I smiled and gave a tiny laugh, the mouth closed, exhale through your nose kind. I wasn’t going to get into it… no need to explain my circumstance. Dunn seemed so excited by the idea of two stranger couples, screwing at the same time, getting pregnant, and then meeting at a restaurant five months later… why ruin his fun?
The pregnant ladies all ordered lots of french fries, various burgers, fried calamari, and other filling entrees and we ate them with gusto. We drank water while the others boozed it up.
Paula and Dunn continued to be lovey-dovey throughout the dinner. It made me think about what I was missing being single, I’ll admit.
In my fantasy, my partner would be loving and massaging and all.
I thought back on every guy I’d ever dated and couldn’t really find one who was the right level of affectionate. I thought of a few who were too touchy feely and it creeped me out. (Was it too much to ask to actually like being touched by the man I was dating?) I also remembered dating guys who never touched me. I remember one guy I was with who was so stand-offish I’d actually think loudly please touch me. No one I’d ever dated matched up to my fantasy of what I wanted or expected.
I knew my options were: A. Lower my expectations. B.Keep Looking C.Just have a baby and give up on men/dating. I guess there’s a D option in there, but clearly I went with C.
My life had changed so much already; just the anticipation of having my son had given me such excitement, such happiness, such hope, that even a few pangs of envy didn’t penetrate my demeanor. I ate my fried food, completely satisfied.
“We were all having sex at the same time,” I heard Dunn say again, to another guy at the party, as he pointed at me with one hand and, with the other, was very physical with Paula. Ugh. Enough, Dunn.
I was proud of the choice I had made. I wasn’t ashamed of not having sex to get to this point. I’d been through a lot to get here, but I didn’t feel the need to tell this guy my business.

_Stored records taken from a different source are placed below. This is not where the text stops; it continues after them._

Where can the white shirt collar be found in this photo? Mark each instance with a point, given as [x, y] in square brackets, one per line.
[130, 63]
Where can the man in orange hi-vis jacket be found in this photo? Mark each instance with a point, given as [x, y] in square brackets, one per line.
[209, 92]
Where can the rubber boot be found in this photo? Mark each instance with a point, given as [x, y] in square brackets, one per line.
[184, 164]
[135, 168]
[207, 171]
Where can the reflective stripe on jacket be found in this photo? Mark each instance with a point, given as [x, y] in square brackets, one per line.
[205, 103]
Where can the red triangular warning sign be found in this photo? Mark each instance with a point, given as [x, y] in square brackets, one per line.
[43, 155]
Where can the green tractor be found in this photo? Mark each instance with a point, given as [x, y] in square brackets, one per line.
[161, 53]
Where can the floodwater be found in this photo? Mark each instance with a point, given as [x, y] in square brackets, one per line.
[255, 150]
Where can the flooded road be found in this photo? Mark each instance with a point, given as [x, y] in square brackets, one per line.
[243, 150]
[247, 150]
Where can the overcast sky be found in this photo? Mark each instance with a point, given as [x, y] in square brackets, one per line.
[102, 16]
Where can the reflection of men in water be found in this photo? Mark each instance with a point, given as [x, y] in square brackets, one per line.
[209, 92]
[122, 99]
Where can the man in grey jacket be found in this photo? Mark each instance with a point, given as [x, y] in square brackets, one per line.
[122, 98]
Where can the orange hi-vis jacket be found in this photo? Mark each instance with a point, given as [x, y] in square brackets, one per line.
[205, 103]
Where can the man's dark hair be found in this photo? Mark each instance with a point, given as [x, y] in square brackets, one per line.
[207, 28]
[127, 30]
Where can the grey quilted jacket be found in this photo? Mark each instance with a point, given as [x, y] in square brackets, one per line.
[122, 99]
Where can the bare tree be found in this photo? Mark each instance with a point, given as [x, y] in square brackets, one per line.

I started to wish that I had more single pregnant friends. ANY single pregnant friends.
A few minutes later, when Dunn said, for the third time, we were all having sex at the same time, I felt I needed to make things right.
“Actually, I didn’t have sex at all,” I said in my nicest I’m not trying to humiliate you in front of the whole party who are now all listening to us voice. “I was inseminated at a fertility clinic.” Sexxxxy.
“Oh,” Dunn said, not processing my meaning. “Well, still, we were all probably having sex around the same time.”
He really wasn’t getting it. Maybe it’s my responsibility to help normalize unconventional families. Maybe I’m supposed to be the spokeswoman for single moms. Maybe someday, I’ll start a blog or something….
“Actually, Dunn,” I said so nicely, “I’m single. I’m having this baby as a single mom. I was having NO sex at all.” Then I smiled and shrugged, “Sorry.”
Dunn grinned and mumbled stuff like, That’s OK and Oh really? Paula snuggled closer into Dunn’s armpit, grateful she’d gotten pregnant the old fashioned way.
I really wasn’t trying to shame him. I just want people to think about those of us who are making choices and not doing things the way we were told we should do them.